All of this, however, for the nihilist is secondary to the suspension of Time from not just it’s linear conception (which all of Black Studies has critiqued) but it’s eschatological conception which very few in Black Studies has critiqued. Liberation is Black Studies’ eschatological premise of coherence. We study Blackness in hopes that one day Black people will be set free. But what is free? And where does free come from? And I ask not only about the desire to be free of oppression – which from any transhistorical lens of phylogeny, ontogeny or sociogeny can easily be stated to have pre-existed currently existing paradigms of violence. In other words, the Enlightenment Fathers did not invent the desire to be free from oppression. But, they did invent a certain onto-epistemologically apparatus from which our current conception of Liberation is indispensable. But if one wants to get rid of the current onto-epistemological apparatus then one must get rid of the concept of Liberation which is indispensable to the Enlightenment project. This means deconstructing the concept of the Human, the Rational, the Maxim of Life, Liberty and the Pursuit of Happiness. A process which is currently unfolding both inside and outside of Black Studies, both inside and outside of the Humanities, both inside and outside of the Sciences, both inside and outside the Academy, both inside and outside of America in multiple different socio-political directions and ideological agendas.

There is no Liberation like there is no World. There is the Earth and everything that exist on the Earth which includes these being-bodies that have come to practice this reproductive experimental art called “Science” which they narrate as the inevitable by-product of their capacity to “Reason”  which they narrate as a form of hightened intuition called “Enlightenment” which they narrate originated in a small fraction of the Earth that they call “Europe” and which at some time during what is now called the French Revolution sparked a desire for an elaborate abstraction that we call “Liberation.”

When I say that I do not believe in Liberation, I do not mean that Black Studies shouldn’t resist the World but that Liberation is part of the World that needs to be resisted. Liberation resituates our desires with the World which is the socius-as-is. But what if we desired more in accordance to the way the nihilist desires? This marks a difference between Black Nihilism and European Nihilism. The former are characterized primarily through what they do and the latter by what they don’t. This is because the former – due to an eroticopolitical worlding – have always been thought to be “desiring-machines” well before Deleuze and Guattari attempted to render it novel in Anti-Oedipus; whereas though the history of the logic of desire in accordance to the logic of Western Logic has always generally been epistemically categorized as lack. The former have too much desire; the latter has too little. The former is despised for destroying what remains of the Black community either through violence or impotence and the latter is despised for not doing anything including killing themselves. I am not going to refute or negate whether or not “criminal behavior” in “black communities” are created by “nihilism” in the Black community as much as I will ask a question that I think is perhaps the more important intramural question for a Black Studies in the 21st Century, namely: What does love look like for the Black nihilist? What would a Black nihilist need love for? And why would a Black nihilist love?

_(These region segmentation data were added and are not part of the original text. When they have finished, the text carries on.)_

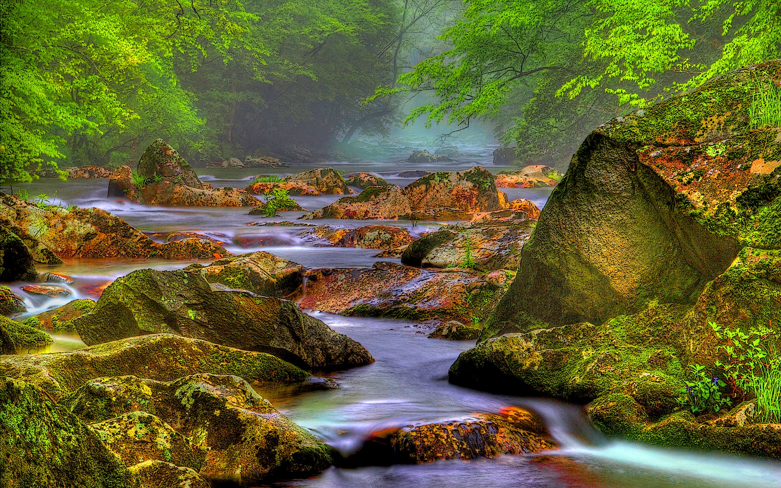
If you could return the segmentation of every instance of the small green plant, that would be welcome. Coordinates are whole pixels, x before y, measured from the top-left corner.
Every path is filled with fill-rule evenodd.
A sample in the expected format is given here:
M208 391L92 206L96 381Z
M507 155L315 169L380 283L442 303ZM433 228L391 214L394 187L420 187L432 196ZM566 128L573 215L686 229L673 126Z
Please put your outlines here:
M678 403L688 406L692 413L712 410L719 411L723 405L731 405L732 400L722 396L721 389L727 386L722 378L713 376L701 365L689 365L691 379L681 388Z
M273 217L280 208L295 207L295 200L291 198L290 192L284 188L274 188L271 196L266 197L264 212L266 217Z
M147 185L148 179L146 176L141 175L137 171L134 171L131 175L133 176L133 184L138 188L143 188Z
M708 149L705 149L705 153L711 156L711 158L715 158L716 156L720 156L724 154L726 150L726 144L723 142L719 142L715 144L708 146Z
M473 255L472 251L474 251L474 247L472 244L472 239L467 237L464 240L464 260L462 262L461 265L465 268L470 268L474 269L477 266L477 263L475 262L474 255Z
M729 358L726 363L716 362L724 369L735 396L744 394L757 399L757 410L762 422L781 422L781 354L779 354L779 333L766 327L752 329L748 333L740 329L722 329L708 322L716 337L722 341L720 351Z
M282 177L279 175L264 175L262 176L255 176L255 180L252 180L252 184L256 183L280 183L282 181Z
M755 82L748 118L752 129L781 127L781 87Z

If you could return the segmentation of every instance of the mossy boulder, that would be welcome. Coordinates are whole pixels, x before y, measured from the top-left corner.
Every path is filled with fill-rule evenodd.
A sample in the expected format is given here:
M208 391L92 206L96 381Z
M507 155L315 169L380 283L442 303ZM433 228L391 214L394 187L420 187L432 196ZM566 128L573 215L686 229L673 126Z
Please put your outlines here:
M422 464L495 458L556 449L541 419L517 407L474 419L386 429L369 436L352 460L362 464Z
M8 287L0 287L0 315L10 315L27 309L24 301Z
M236 375L259 383L298 383L309 377L271 354L171 334L130 337L70 352L0 358L0 374L40 386L53 398L102 376L142 375L171 381L196 373Z
M200 273L139 269L117 279L74 319L87 344L166 333L268 352L308 368L373 362L352 339L287 300L215 285Z
M706 422L687 411L651 420L631 397L613 394L589 405L589 415L594 425L611 436L658 446L781 459L781 424L725 425L722 417L733 417L733 411Z
M62 404L91 421L128 414L139 408L154 412L173 430L206 450L198 472L212 482L253 486L269 477L317 473L332 462L329 447L280 414L237 376L194 375L172 382L134 376L102 378L87 383L63 399ZM103 429L106 422L124 421L106 419L94 428ZM138 429L136 433L144 439L148 429L130 426ZM163 433L159 428L152 431L152 436L170 436L167 429ZM187 458L187 446L181 447L190 467L201 462L200 454ZM143 454L136 451L129 455L156 456L157 447L150 449L152 452L146 450ZM174 453L170 455L173 458Z
M301 306L330 313L471 322L493 309L506 286L469 269L430 270L391 262L308 270ZM504 276L504 273L503 273Z
M24 322L44 330L53 332L76 332L73 319L91 312L95 308L95 301L88 298L73 300L54 310L39 313Z
M694 305L741 248L781 248L781 137L749 116L779 73L779 60L732 71L592 132L523 248L495 333Z
M493 175L475 166L459 172L429 173L406 188L368 187L356 197L340 198L301 218L458 220L469 219L476 212L506 208L503 197L497 191Z
M87 383L85 387L95 388L95 382ZM73 394L78 394L78 391ZM71 404L71 397L62 401L62 404L66 408ZM112 398L116 403L120 403L122 400L117 396ZM144 408L144 405L139 407ZM203 466L207 454L206 446L193 443L168 423L145 411L116 413L111 419L91 423L90 429L126 465L134 466L157 460L191 468L196 472Z
M212 488L212 483L191 468L164 461L146 461L130 468L144 488Z
M369 187L376 187L378 185L387 185L382 177L368 173L354 173L347 176L346 183L350 187L357 187L366 189Z
M201 275L210 283L266 297L294 298L303 287L304 266L263 251L223 258L209 265L193 264L184 269Z
M24 352L34 350L54 342L52 337L42 330L27 324L11 320L0 315L0 327L5 331L3 334L2 348L7 354L13 354L18 351ZM6 344L10 340L10 344Z
M0 283L34 281L37 277L30 249L19 236L0 226Z
M138 159L137 170L149 182L153 181L156 176L164 180L175 180L179 184L193 188L203 188L203 183L190 167L187 160L162 139L155 139L149 144Z
M149 258L206 259L226 256L222 246L198 239L159 244L122 219L100 208L39 208L0 194L0 223L13 226L42 257L38 262L62 263L68 258ZM53 253L48 259L42 250Z
M81 420L34 385L0 376L0 485L141 488Z

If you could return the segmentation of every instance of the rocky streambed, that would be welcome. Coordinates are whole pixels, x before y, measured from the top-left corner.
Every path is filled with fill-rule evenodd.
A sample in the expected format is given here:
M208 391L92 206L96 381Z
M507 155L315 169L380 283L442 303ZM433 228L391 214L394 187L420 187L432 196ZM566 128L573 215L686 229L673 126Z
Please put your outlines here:
M487 159L207 178L160 141L137 175L2 195L0 479L779 484L750 394L676 401L718 359L708 321L781 320L781 143L754 165L777 134L697 96L597 129L563 179ZM307 211L250 212L275 188Z

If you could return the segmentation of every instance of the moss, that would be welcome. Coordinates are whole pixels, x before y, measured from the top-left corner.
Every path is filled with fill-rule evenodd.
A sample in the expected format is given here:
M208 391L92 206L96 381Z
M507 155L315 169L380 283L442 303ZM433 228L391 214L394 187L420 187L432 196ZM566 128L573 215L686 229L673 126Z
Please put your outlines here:
M139 486L84 422L33 385L0 377L0 433L3 486Z
M259 383L299 382L309 377L271 354L169 334L131 337L56 354L0 359L0 374L22 378L54 397L102 376L143 374L167 381L198 372L236 375Z
M45 332L2 315L0 315L0 326L8 332L17 350L34 349L54 342L52 337Z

Black nihilist love in accordance to the logic of the in-itself of desire. There is no deeper meaning or purpose to such a love; it is love for the sake of love-itself. It is love that is loved as an end in-itself, an end that is teleologically suspended yet future-necessitated, an end that aims towards nothingness. To love Blackness with a Black Nihilist Love is a blackening of metaphysics because it aims at nothing, not even Liberation. I desire to love Black people not because one day we will be Free but because I desire to love Black people. If it is circular, so be it … let this meaningless World sustain its categories. I am neither divested or invested. If desire is not enough to supplant the World than nothing is anyhow and yet, nothing is without desire.